No entanto, é de se destacar que a conceituação objetiva do elemento da subordinação jurídica também não se afigura satisfatória para a regulamentação do mundo trabalhista atual, pois “tende a enquadrar como subordinadas situações fático-jurídicas eminentemente autônomas” (DELGADO, Maurício, 2006, p 164).

Alice Monteiro de Barros alerta para o fato de que a “subordinação objetiva não vem sendo admitida como critério autônomo para definir a existência de um contrato de trabalho”. Conclui que “a par da participação integrativa do trabalhador na atividade empresarial ele deverá estar sujeito ao poder diretivo e disciplinar conferido ao empregador” (2007, p. 261-262).

Nessa esteira, Maurício Godinho Delgado propõe a readequação do conceito clássico de subordinação jurídica, mediante a atenuação do “enfoque sobre o comando empresarial direto, acentuando, como ponto de destaque, a inserção estrutural do obreiro na dinâmica do tomador de seus serviços” (2006, p. 164).

Assim, elege a subordinação estrutural, definindo-a como “a que se manifesta pela inserção do trabalhador na dinâmica do tomador de seus serviços, independentemente de receber (ou não) suas ordens diretas, mas acolhendo, estruturalmente, sua dinâmica de organização e funcionamento” (2006, p. 164).

Continua o autor (2006, p. 164), dissertando que:

A idéia de subordinação estrutural supera as dificuldades de enquadramento de situações fáticas que o conceito clássico de subordinação tem demonstrado, dificuldades que se exacerbam em face, especialmente, do fenômeno contemporâneo da terceirização trabalhista.
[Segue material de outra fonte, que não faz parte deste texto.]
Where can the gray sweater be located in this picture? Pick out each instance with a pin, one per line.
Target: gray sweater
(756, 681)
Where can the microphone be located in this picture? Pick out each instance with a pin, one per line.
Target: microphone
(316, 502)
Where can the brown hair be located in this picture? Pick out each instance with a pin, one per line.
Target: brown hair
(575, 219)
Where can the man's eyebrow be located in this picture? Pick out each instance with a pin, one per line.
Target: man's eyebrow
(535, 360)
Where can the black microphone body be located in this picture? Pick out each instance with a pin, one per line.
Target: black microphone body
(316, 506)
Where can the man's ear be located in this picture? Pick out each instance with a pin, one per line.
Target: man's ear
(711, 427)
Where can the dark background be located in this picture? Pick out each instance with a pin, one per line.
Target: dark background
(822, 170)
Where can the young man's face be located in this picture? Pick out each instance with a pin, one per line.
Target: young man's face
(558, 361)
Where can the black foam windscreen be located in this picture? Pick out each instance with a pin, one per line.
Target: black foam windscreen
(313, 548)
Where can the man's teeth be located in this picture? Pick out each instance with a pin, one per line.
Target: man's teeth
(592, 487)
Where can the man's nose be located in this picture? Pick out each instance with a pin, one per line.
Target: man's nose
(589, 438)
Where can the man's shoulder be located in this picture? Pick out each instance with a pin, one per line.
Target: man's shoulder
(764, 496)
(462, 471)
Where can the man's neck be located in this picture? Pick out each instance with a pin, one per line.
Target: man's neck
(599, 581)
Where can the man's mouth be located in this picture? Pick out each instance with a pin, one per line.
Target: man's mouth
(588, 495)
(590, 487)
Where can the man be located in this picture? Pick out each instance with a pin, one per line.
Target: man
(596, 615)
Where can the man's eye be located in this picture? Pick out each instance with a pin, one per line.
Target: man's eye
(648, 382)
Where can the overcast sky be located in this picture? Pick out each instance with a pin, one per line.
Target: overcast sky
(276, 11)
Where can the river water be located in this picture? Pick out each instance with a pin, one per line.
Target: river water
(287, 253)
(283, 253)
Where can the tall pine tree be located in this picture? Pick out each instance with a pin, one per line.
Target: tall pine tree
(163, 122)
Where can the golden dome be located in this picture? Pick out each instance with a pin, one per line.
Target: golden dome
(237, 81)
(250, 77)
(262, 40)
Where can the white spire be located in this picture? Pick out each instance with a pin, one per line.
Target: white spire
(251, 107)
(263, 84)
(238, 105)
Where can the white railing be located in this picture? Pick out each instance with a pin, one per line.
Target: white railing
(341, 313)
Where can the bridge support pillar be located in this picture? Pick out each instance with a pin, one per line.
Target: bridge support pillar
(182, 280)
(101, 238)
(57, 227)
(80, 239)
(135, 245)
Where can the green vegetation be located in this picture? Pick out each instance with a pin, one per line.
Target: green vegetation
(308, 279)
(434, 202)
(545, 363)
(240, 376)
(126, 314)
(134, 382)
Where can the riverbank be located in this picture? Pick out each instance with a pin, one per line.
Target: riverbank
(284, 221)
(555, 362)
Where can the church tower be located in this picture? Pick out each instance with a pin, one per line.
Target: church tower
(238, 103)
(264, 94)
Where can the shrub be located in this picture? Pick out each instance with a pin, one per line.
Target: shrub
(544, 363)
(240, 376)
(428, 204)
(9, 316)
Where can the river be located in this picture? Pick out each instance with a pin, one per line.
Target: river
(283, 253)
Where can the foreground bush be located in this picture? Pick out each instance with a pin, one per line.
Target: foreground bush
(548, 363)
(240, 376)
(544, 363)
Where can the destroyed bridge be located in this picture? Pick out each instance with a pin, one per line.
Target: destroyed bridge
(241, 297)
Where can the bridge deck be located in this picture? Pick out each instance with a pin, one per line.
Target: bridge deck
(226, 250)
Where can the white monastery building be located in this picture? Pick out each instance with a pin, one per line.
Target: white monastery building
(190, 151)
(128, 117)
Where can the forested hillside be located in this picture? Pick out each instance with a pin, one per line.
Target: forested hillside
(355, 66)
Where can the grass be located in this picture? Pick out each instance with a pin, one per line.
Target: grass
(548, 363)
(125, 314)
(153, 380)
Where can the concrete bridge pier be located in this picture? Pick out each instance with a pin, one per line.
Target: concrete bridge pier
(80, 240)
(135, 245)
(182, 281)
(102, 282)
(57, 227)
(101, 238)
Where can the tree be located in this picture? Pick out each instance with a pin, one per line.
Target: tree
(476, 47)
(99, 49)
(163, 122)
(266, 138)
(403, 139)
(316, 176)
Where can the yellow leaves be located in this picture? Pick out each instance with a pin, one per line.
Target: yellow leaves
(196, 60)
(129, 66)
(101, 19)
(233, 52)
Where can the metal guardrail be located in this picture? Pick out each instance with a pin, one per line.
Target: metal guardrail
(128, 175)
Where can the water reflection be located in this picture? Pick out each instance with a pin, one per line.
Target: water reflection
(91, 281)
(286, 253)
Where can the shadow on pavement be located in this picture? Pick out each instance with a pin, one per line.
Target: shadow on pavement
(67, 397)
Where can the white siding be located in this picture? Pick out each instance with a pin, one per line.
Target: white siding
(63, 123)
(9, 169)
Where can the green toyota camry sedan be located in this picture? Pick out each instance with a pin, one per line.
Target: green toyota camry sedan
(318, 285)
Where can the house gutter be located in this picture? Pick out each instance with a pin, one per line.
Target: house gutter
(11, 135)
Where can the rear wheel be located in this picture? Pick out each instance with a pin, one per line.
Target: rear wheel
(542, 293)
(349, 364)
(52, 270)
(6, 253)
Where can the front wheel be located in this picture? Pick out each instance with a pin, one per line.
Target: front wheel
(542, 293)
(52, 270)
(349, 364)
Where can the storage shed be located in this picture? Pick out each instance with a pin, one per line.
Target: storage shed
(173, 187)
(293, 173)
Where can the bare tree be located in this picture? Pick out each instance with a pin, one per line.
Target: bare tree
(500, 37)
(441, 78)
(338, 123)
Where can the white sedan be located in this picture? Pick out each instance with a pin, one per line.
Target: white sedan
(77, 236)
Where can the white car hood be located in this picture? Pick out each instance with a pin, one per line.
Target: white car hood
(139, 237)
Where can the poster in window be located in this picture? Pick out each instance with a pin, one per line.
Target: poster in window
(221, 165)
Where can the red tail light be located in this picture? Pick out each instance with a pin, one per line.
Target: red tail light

Nesta medida ela viabiliza não apenas alargar o campo de incidência do Direito do Trabalho, como também  conferir resposta  normativa  eficaz  a alguns de seus mais recentes instrumentos desestabilizadores –  em  especial a terceirização.

Em artigo mais recente, Maurício Godinho Delgado (2010, p. 28) desenvolve e aprofunda a noção da subordinação estrutural, ao afirmar que

Na essência, é trabalhador subordinado não só o humilde e tradicional obreiro que se submete à intensa pletora de ordens do tomador ao longo de sua prestação de serviços (subordinação clássica), como também aquele que realiza, ainda que sem incessantes ordens diretas, no plano manual ou intelectual, os objetivos empresariais (subordinação objetiva), a par do prestador laborativo que, sem receber ordens diretas das chefias do tomador de serviços, nem exatamente realizar os objetivos do empreendimento (atividades-meio, por exemplo), acopla-se, estruturalmente, à organização e dinâmica operacional da empresa tomadora, qualquer que seja sua função ou especialização, incorporando, necessariamente, a cultura cotidiana empresarial ao longo da prestação de serviços realizada (subordinação estrutural).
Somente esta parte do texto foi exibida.